“I think a lot of Indonesians would say we have received gender equality because girls can go to school or women can find decent jobs, but that statement is not looking deeper to the quality of life of women in Indonesia,” said Vivi.
“A lot of people would also say we have received gender equality because we have women representatives in the government.”
Despite the increasing women’s participation in government at all levels, Vivi sometimes questions who these women are representing. Fighting for women’s rights for years with the government still not being responsive towards, Vivi knows that Indonesia still has a long way to go to achieve gender equality.
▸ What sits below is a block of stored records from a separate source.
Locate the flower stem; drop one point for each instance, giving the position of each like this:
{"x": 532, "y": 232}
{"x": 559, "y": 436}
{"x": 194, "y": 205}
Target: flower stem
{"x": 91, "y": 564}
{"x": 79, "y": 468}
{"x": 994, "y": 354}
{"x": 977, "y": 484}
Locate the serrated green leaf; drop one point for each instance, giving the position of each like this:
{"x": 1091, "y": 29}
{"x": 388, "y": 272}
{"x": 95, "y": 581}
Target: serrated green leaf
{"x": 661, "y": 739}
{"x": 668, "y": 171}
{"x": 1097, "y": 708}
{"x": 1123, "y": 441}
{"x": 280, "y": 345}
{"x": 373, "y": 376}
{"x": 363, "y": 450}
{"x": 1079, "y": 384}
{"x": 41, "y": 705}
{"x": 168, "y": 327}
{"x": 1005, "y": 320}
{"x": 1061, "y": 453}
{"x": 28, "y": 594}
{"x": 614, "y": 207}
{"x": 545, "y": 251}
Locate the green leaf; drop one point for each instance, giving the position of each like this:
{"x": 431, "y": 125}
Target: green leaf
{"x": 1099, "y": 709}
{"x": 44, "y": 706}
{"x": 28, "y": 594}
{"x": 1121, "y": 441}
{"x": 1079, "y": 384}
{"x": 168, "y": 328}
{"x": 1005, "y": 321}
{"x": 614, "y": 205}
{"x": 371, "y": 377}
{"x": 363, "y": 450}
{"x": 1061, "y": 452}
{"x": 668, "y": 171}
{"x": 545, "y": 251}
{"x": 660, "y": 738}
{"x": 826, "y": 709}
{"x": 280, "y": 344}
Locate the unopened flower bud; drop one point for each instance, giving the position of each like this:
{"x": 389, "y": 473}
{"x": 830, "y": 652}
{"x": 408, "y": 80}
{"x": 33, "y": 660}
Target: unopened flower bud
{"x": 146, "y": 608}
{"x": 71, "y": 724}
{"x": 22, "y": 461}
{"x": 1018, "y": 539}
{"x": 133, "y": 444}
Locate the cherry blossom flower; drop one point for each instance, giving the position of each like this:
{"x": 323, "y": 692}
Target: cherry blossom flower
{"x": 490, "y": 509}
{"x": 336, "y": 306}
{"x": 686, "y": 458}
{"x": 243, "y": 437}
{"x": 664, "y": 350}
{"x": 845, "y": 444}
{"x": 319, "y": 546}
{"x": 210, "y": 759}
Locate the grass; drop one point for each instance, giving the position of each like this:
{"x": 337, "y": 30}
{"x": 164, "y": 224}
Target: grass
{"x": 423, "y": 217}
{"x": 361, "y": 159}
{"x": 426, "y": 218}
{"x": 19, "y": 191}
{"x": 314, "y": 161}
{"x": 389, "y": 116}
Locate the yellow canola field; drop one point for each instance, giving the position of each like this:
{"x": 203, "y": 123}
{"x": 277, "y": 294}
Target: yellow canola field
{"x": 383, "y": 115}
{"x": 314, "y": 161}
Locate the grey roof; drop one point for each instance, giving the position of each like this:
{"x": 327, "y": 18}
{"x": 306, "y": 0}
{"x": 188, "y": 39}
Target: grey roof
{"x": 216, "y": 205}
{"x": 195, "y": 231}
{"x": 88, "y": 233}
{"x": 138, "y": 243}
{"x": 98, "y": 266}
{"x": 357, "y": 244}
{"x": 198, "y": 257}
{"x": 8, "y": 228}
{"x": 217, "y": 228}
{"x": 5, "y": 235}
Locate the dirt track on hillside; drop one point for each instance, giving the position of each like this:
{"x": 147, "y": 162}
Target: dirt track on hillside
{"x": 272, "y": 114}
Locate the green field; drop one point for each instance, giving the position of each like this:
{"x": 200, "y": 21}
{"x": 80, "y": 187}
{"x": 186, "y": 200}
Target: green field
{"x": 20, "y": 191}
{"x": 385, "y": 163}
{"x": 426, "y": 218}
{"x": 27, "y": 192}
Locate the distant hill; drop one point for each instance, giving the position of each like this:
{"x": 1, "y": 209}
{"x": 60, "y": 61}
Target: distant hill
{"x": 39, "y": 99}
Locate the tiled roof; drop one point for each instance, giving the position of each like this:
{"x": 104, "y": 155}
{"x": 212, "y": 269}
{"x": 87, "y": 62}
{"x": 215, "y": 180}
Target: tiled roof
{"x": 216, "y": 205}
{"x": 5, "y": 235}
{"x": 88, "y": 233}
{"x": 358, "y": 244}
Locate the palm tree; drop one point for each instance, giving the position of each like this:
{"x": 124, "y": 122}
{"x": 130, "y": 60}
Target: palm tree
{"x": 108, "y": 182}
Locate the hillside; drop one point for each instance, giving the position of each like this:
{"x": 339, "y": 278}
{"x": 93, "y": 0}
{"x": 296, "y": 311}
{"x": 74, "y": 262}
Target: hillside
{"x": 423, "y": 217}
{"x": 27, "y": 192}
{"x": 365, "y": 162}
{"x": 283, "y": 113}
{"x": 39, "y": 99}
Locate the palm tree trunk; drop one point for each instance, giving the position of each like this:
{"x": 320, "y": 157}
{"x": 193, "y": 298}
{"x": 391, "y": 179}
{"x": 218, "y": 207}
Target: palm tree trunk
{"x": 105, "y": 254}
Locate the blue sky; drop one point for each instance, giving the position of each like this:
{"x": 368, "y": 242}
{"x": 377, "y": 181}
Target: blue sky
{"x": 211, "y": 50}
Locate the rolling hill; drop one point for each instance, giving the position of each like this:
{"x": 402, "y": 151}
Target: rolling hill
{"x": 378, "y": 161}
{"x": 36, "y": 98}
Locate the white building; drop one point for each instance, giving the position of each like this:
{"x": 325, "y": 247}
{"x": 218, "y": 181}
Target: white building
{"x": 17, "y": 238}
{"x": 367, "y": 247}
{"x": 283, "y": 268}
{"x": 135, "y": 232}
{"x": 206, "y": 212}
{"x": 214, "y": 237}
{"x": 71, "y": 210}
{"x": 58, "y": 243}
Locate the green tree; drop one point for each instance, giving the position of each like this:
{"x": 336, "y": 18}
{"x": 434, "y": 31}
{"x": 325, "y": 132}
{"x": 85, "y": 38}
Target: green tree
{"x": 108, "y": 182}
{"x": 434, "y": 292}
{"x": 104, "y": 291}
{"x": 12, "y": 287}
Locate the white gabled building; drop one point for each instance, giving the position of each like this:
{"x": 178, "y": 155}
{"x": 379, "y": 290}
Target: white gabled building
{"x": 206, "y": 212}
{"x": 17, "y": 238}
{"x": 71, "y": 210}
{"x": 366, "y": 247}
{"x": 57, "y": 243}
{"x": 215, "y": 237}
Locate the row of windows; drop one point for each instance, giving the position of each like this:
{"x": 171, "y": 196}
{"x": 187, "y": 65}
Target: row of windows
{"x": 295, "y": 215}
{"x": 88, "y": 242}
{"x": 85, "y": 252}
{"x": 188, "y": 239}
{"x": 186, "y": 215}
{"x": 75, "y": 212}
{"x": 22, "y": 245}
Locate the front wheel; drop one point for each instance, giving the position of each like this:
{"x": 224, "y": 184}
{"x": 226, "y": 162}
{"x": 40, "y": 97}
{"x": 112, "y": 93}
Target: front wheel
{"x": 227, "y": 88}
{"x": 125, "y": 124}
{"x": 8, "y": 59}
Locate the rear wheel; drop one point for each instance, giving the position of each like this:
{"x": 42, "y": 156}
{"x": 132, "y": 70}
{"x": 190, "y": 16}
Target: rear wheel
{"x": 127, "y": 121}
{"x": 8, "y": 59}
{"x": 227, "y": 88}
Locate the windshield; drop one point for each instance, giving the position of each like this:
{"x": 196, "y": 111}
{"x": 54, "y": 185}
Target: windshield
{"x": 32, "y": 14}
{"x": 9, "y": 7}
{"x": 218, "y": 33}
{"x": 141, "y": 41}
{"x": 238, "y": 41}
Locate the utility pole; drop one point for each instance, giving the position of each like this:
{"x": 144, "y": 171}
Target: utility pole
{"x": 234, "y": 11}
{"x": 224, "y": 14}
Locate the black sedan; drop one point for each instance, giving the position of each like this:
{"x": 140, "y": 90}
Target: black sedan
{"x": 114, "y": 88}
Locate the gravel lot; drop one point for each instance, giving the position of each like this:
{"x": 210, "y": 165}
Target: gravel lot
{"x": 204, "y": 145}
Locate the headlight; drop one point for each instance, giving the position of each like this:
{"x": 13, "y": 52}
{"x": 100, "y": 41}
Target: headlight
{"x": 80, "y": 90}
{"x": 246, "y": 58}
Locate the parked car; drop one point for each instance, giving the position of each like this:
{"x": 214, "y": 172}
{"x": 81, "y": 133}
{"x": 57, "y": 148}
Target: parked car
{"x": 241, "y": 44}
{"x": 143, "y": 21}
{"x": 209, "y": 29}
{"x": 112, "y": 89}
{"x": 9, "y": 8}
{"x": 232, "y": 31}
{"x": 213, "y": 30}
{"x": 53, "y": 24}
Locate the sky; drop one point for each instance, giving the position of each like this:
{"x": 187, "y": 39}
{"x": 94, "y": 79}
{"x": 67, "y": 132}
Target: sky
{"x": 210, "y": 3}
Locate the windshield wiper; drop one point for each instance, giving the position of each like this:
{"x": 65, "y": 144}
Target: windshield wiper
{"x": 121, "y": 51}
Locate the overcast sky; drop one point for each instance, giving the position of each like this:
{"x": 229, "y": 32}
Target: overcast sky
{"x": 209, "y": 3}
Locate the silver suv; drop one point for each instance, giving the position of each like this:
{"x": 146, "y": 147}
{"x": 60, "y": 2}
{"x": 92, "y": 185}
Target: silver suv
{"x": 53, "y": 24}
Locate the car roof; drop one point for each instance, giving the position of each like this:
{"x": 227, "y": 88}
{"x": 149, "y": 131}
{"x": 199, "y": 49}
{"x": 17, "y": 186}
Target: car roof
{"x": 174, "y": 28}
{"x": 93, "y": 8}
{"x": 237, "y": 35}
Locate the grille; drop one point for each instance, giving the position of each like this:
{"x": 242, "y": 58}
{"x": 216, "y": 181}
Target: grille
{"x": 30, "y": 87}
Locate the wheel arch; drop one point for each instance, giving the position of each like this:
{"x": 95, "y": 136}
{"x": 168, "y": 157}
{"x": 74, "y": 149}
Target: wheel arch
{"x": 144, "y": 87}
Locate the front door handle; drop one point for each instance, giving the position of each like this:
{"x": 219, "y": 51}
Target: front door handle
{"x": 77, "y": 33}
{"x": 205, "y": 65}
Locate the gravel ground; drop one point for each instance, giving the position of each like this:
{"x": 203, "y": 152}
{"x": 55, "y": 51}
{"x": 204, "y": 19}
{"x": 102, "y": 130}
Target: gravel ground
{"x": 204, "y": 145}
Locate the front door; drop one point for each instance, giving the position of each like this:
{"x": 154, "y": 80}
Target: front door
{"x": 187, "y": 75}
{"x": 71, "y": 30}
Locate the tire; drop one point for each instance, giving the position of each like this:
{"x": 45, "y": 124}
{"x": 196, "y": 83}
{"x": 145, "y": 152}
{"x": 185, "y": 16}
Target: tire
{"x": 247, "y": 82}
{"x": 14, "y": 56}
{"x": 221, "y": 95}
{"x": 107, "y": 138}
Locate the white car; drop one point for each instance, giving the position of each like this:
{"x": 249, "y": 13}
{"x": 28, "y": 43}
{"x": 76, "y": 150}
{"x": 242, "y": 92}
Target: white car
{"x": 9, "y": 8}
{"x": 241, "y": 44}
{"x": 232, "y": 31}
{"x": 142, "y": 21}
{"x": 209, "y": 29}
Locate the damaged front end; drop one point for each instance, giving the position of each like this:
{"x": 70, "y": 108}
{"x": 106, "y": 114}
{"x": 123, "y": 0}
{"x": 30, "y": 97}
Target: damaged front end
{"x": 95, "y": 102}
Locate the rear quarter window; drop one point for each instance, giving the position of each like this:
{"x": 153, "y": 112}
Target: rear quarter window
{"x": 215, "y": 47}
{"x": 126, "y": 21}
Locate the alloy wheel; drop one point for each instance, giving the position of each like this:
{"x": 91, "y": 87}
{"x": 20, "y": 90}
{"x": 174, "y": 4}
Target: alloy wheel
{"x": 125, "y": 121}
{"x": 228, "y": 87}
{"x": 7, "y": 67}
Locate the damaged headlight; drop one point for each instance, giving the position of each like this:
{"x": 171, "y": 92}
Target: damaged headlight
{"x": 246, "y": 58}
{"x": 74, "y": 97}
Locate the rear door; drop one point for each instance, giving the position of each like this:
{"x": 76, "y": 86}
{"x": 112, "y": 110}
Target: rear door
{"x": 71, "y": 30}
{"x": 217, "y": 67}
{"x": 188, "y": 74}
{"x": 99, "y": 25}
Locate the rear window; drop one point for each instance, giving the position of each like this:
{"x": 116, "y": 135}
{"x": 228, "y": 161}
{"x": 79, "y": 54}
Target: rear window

“There are so many laws that are in the struggle to get passed and those are the laws that women and marginal communities desperately need. I mean, the protection of domestic workers' bill has been sitting on the national priority list for 17 years!” said Vivi.
Known locally as RUU Perlindungan Pekerja Rumah Tangga (RUU PRT), the bill contains protections for domestic workers' rights, including the introduction of a standardized minimum wage, regulated working hours, regular days off, and protection from mistreatment and violence.
Vivi is also concerned about how the House put brakes on the deliberation of laws that women desperately need, such as the sexual violence bill (known as RUU Penghapusan Kekerasan Seksual). The House claimed deliberation of the bill was “complicated”, even though lawmakers had never deliberated the legislation and had already deferred the discussion for years.
The sexual violence bill, if passed, would prohibit the criminalization of victimhood and would forbid law enforcement to blame or degrade victims or to saddle victims with the responsibility of searching for evidence in their own cases.
Feminism and the women's rights movement in Indonesia began during the colonial era under Dutch rule and were spearheaded by the national heroine Kartini. From then, Vivi acknowledged that there has indeed been progressing, but it also faces regress.
“Even if RUU PKS were to be passed, we were not just going to sit and cheer. That is definitely progress, but we still have a long way to go because we still have to watch and supervise its implementation and all of that stuff,” said Vivi.
“The increasing religious radicalism, for example, also contributes a lot for the set back of gender equality in Indonesia.”